No I didn't. Only completed the vanilla version.


----------



## sam9s (Nov 28, 2011)

whats an extra DLC


----------



## utkarsh73 (Nov 28, 2011)

This is one of the few games I have completed more than 1 time and still playing on regular basis. Mindblowing graphics and gameplay. Amazing cars(my favorite " coberitti slipstream").  I have never enjoy drifting in any other game so much(Hot pursuit 2010 comes very close).  My longest drift being 584 yards at the Airport terminal track with slipstream car. Amazing sound!!!!!!!
Played on a sub woofer and it blew up my mind!! This is the best sound effect I have ever seen in a game. 
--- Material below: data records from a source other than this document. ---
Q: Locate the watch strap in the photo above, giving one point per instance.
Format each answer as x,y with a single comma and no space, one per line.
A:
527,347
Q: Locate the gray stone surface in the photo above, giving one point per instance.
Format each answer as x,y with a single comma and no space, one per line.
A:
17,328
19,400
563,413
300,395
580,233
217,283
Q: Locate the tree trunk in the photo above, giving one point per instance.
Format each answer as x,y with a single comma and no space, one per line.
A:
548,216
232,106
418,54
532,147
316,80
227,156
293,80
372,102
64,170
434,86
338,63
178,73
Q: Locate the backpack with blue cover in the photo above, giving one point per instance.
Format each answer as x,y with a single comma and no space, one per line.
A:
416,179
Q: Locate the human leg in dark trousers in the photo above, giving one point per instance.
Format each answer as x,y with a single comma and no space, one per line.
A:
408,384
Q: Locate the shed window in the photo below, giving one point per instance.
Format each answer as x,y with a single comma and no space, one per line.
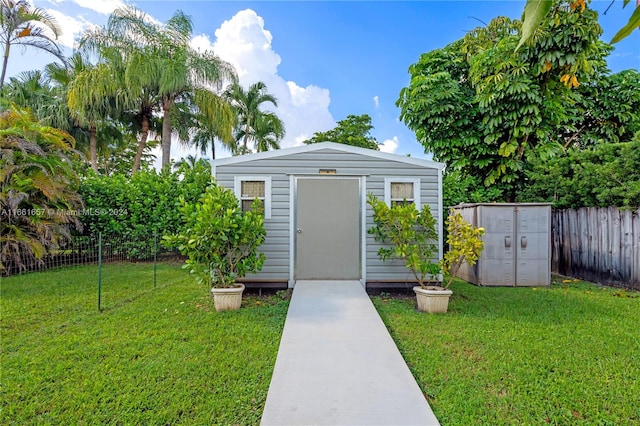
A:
402,191
247,189
250,190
The only thing I didn't like is its short gameplay. Must have around 25 episodes. I completed in just 3 days. Another thing is, if there were a speedometer(I like to measure things), it would have been very good but still no problem.

I rate it at 9.5/10


----------



## gameranand (Nov 28, 2011)

Yup I also miss that speedometer.


----------



## Zangetsu (Nov 29, 2011)

sam9s said:


> whats an extra DLC



the DLC will have a new Track & upgrade cars... 



gameranand said:


> Yup I also miss that speedometer.



the developers did the fantastic job by not keeping anything on screen (to create a mess) so that gamers can enjoy full screen glory....
as u can notice the Lap-Count & current position is displayed on rear part of the car...to keep the screen clean


----------



## revolt (Nov 30, 2011)

Far better than nfs the run.


----------



## Zangetsu (Nov 30, 2011)

well today I will finish Split/Second only episode 12 is pending 


revolt said:


> Far better than nfs the run.


really...


----------



## gameranand (Dec 1, 2011)

Zangetsu said:


> the DLC will have a new Track & upgrade cars...
> the developers did the fantastic job by not keeping anything on screen (to create a mess) so that gamers can enjoy full screen glory....
> as u can notice the Lap-Count & current position is displayed on rear part of the car...to keep the screen clean



That they did but still a speedometer just below the place where drift and draft gets written wouldn't have hurt but then we might wanted to see our speed then and now and might not completely concentrate on game.


----------



## Zangetsu (Dec 1, 2011)

At last I finished episode 12..ending ceremony is good with lots of destruction...

Damn the last Elite Race is making me crazy.. i m getting 2nd position


----------



## gameranand (Dec 1, 2011)

Try to make drifts and then use route changer. This would really help.


----------



## Zangetsu (Dec 2, 2011)

^^yes I do it...also the type of car chosen matters 



utkarsh73 said:


> My longest drift being 584 yards at the Airport terminal track with slipstream car. Amazing sound!!!!!!!



mine was 1266 yards


----------



## utkarsh73 (Dec 2, 2011)

Zangetsu said:


> ^^yes I do it...also the type of car chosen matters
> 
> 
> 
> mine was 1266 yards



1266 yard is quite awesome!!!!!!
which car did you used???? and the track??


----------